Ik kan de tijd nooit meer inhalen

Erika en haar zus scheelden tien jaar. En ze waren ook nog eens heel verschillend. Opgroeiend trokken ze daarom helemaal niet zo veel samen op. Hermanda was rustig en serieus. Ze ging al op haar 20e samenwonen met haar eerste serieuze vriendje. De man met wie zo ook alle jaren samen is geweest en een zoon kreeg. Erika was een levendige meid die wilde studeren en vooral feesten. Pas toen ze haar wilde haren een beetje kwijt was en zelf kinderen kreeg, groeiden zij en Hermanda naar elkaar toe. Langzaam werd hun band de afgelopen jaren steeds sterker. En toen werd Hermanda* ongeneeslijk ziek.
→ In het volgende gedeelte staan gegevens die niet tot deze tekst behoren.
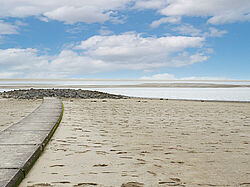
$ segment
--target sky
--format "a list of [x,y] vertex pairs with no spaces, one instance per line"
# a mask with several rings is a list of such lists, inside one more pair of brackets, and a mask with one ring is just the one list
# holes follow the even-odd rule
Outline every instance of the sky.
[[250,80],[250,0],[0,0],[0,78]]

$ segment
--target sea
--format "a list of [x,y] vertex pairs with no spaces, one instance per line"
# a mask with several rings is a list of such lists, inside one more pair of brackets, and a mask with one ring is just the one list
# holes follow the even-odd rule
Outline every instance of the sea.
[[[216,101],[247,101],[250,102],[250,87],[233,88],[180,88],[180,87],[136,87],[144,83],[207,83],[250,85],[250,81],[157,81],[157,80],[0,80],[0,92],[27,87],[74,88],[101,91],[144,98],[164,98],[183,100],[216,100]],[[100,87],[101,85],[101,87]],[[113,86],[113,87],[110,87]],[[117,85],[117,87],[115,87]],[[123,85],[123,87],[119,87]],[[126,87],[133,85],[134,87]],[[68,87],[67,87],[68,86]],[[86,88],[84,87],[86,86]],[[91,86],[91,87],[89,87]],[[96,87],[95,87],[96,86]],[[13,87],[13,88],[12,88]]]

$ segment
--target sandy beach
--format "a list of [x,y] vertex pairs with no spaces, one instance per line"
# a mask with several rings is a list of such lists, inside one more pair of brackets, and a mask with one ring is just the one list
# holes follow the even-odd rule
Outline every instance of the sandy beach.
[[64,99],[27,186],[250,186],[250,104]]
[[4,99],[0,97],[0,131],[19,122],[41,103],[42,100]]

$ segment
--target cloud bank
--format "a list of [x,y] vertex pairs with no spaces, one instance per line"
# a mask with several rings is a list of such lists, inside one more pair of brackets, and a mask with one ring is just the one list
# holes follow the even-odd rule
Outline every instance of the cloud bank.
[[[249,0],[1,0],[0,18],[37,16],[41,20],[103,23],[117,19],[116,11],[128,8],[157,10],[167,16],[156,24],[175,22],[176,17],[207,17],[208,23],[250,21]],[[179,18],[178,18],[179,19]]]
[[[227,33],[215,28],[216,25],[250,21],[249,0],[109,0],[108,3],[105,0],[1,0],[0,40],[4,35],[18,34],[19,27],[24,26],[20,21],[9,23],[13,18],[34,16],[45,22],[103,24],[121,21],[122,14],[129,10],[146,9],[161,16],[150,24],[152,30],[171,24],[176,36],[114,34],[103,26],[100,35],[53,56],[41,55],[41,51],[33,48],[0,49],[0,77],[73,77],[104,71],[188,66],[209,58],[205,45],[209,37]],[[206,30],[182,23],[186,17],[203,18]],[[76,26],[68,32],[79,30]]]
[[115,11],[124,9],[130,0],[1,0],[0,18],[37,16],[43,21],[57,20],[67,24],[76,22],[103,23],[115,19]]
[[210,24],[250,21],[249,0],[139,0],[135,7],[156,9],[167,17],[206,17]]
[[140,79],[142,80],[230,80],[226,77],[182,77],[177,78],[173,74],[169,73],[159,73],[151,76],[143,76]]
[[[7,77],[70,77],[114,70],[153,70],[205,61],[202,37],[142,37],[137,33],[97,35],[54,56],[37,49],[2,49],[0,66]],[[185,50],[194,49],[193,53]],[[4,75],[0,71],[0,75]]]

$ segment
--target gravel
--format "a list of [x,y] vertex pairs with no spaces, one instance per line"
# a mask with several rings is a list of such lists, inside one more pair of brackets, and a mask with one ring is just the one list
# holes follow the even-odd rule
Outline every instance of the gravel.
[[82,99],[126,99],[127,96],[114,95],[98,91],[75,89],[29,89],[0,93],[3,98],[42,99],[43,97],[82,98]]

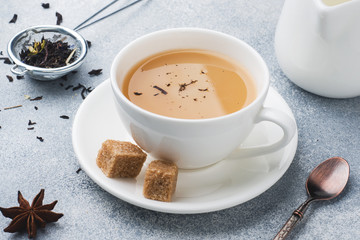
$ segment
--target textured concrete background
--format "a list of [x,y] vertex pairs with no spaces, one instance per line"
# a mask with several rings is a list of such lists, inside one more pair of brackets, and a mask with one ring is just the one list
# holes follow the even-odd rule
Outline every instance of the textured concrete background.
[[[55,24],[56,11],[63,15],[62,25],[73,28],[110,0],[50,0],[50,9],[43,9],[42,2],[1,1],[0,51],[5,56],[7,42],[18,31],[31,25]],[[120,0],[112,9],[127,2]],[[15,78],[9,82],[6,75],[12,75],[10,65],[0,62],[0,206],[17,205],[18,190],[31,201],[45,188],[45,203],[59,200],[55,211],[64,217],[39,230],[37,239],[272,239],[306,199],[305,180],[313,167],[329,157],[342,156],[351,166],[345,192],[335,200],[314,203],[291,239],[359,238],[360,98],[318,97],[287,79],[273,47],[282,5],[283,0],[145,0],[80,31],[92,47],[85,64],[67,81]],[[18,20],[10,24],[14,13]],[[264,57],[271,86],[294,112],[299,128],[294,161],[272,188],[249,202],[206,214],[157,213],[119,200],[83,171],[76,173],[79,165],[72,148],[71,127],[82,98],[79,92],[64,88],[78,83],[96,87],[109,77],[112,59],[127,43],[172,27],[203,27],[248,42]],[[102,68],[103,73],[89,77],[87,72],[94,68]],[[24,95],[43,96],[43,100],[30,102]],[[19,104],[23,107],[3,110]],[[70,119],[61,119],[60,115]],[[33,131],[27,130],[29,120],[37,123]],[[1,229],[9,223],[10,219],[0,216]],[[26,233],[0,231],[0,239],[26,237]]]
“Zo’n twintig jaar geleden had ze borstkanker gehad. Daarvan was ze gelukkig hersteld. Kort na haar vijftigste verjaardag kreeg ze last van haar nek en voelde er bultjes. Het was helaas slecht nieuws: uitzaaiingen van de borstkanker. Genezen was niet meer mogelijk. Vanaf dat moment was ik me continu bewust van het dreigende lot. Voor mijn gevoel waren we nog maar zo kort ‘echt’ zussen. Te kort. En plotseling werd de tijd die we nog hadden, beperkt.

En plotseling werd de tijd die we nog hadden, beperkt.
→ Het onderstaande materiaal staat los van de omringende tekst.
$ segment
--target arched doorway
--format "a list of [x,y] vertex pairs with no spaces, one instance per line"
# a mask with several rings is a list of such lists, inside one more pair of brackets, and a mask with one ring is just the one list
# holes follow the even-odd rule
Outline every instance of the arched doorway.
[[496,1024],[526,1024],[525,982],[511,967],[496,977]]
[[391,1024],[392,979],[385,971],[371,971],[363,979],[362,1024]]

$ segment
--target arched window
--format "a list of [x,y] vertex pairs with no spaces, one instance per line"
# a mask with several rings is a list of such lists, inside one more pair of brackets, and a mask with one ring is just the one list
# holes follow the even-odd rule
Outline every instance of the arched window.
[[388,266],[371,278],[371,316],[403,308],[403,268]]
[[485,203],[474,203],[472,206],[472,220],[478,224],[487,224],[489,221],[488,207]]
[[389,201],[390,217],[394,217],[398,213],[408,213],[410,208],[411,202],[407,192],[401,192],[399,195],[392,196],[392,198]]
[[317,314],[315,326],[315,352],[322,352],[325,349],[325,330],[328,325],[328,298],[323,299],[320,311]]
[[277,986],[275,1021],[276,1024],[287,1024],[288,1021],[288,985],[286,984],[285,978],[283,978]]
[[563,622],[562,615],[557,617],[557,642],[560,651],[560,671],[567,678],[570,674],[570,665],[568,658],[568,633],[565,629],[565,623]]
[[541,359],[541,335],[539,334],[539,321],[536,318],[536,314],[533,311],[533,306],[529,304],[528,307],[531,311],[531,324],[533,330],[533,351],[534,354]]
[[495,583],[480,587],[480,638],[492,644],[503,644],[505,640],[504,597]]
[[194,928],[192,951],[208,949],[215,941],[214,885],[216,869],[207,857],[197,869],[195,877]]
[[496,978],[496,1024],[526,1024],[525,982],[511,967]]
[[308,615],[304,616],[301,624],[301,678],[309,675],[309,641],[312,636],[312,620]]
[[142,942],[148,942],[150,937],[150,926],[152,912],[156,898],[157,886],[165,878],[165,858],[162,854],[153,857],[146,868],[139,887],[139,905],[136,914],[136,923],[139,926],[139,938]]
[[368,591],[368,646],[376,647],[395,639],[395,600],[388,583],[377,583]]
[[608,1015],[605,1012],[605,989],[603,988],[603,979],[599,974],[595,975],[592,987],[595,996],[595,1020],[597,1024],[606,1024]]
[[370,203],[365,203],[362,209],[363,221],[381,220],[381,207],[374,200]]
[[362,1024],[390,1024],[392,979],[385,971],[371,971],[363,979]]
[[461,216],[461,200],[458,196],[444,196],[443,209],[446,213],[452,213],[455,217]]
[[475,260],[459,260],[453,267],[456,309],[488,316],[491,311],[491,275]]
We zijn opgegroeid in Zeeland. Mijn moeder had een psychische aandoening. Dat legde van tijd tot tijd een behoorlijke druk op het gezin. Mijn zus ging al vroeg uit huis en had altijd keurig in de pas gelopen. “Neem toch eens een voorbeeld aan Hermanda”, kreeg ik vaak te horen. Daar ging ik me natuurlijk alleen maar meer tegen afzetten. Zij beviel van mijn neefje en ik kwam op kraamvisite met een kater van het zoveelste studentenfeestje. Ik voelde me door haar in de steek gelaten omdat ik alleen thuis woonde en mijn moeder in een zware depressie raakte.

Ik wilde ook thuis weg en mijn vleugels uitslaan. Mijn afstudeerstage was een mooie kans daarvoor. Ik besloot naar Spanje te gaan. Daar leerde ik Alberto kennen. Een paar jaar later settelden we in Nederland. We kregen twee dochtertjes. Vanaf toen werden Hermanda en ik ook wat closer. Alberto moest voor zijn werk vaak naar het buitenland. Als ik dan alleen thuis was met mijn twee kleine meisjes, was zij vaak mijn steun en toeverlaat. We bespraken perikelen rond de kinderen, de ervaringen thuis en de zorgen om mama. Eindelijk kreeg ik het gevoel er echt samen in te staan.

Ik stak haar aan met mijn liefde voor Bløf. Die was bij mij begonnen toen ik in Vlissingen studeerde. Bløf speelde toen nog in de kroeg en op studentenfeesten. ‘Aan de kust’ was toch wel favoriet en heeft dan ook altijd een speciaal plekje. Natuurlijk waren de verschillen niet ineens verdwenen, maar we hadden gevonden wat ons bond. Hermanda was altijd erg van structuur en planning. Ik ben impulsiever en van spontane acties. Zomaar ongepland een kopje thee drinken of een dagje weg, dat kon niet bij haar. Maar vanaf het moment dat ik wist dat ze niet meer beter zou worden, heb ik me daar niks meer van aan getrokken. Ik wilde nog zo veel mogelijk momenten met haar samen zijn.

Eigenlijk hebben we nooit echt gesproken over het leven als ze er niet meer zou zijn. Dat hadden we ook niet van thuis meegekregen.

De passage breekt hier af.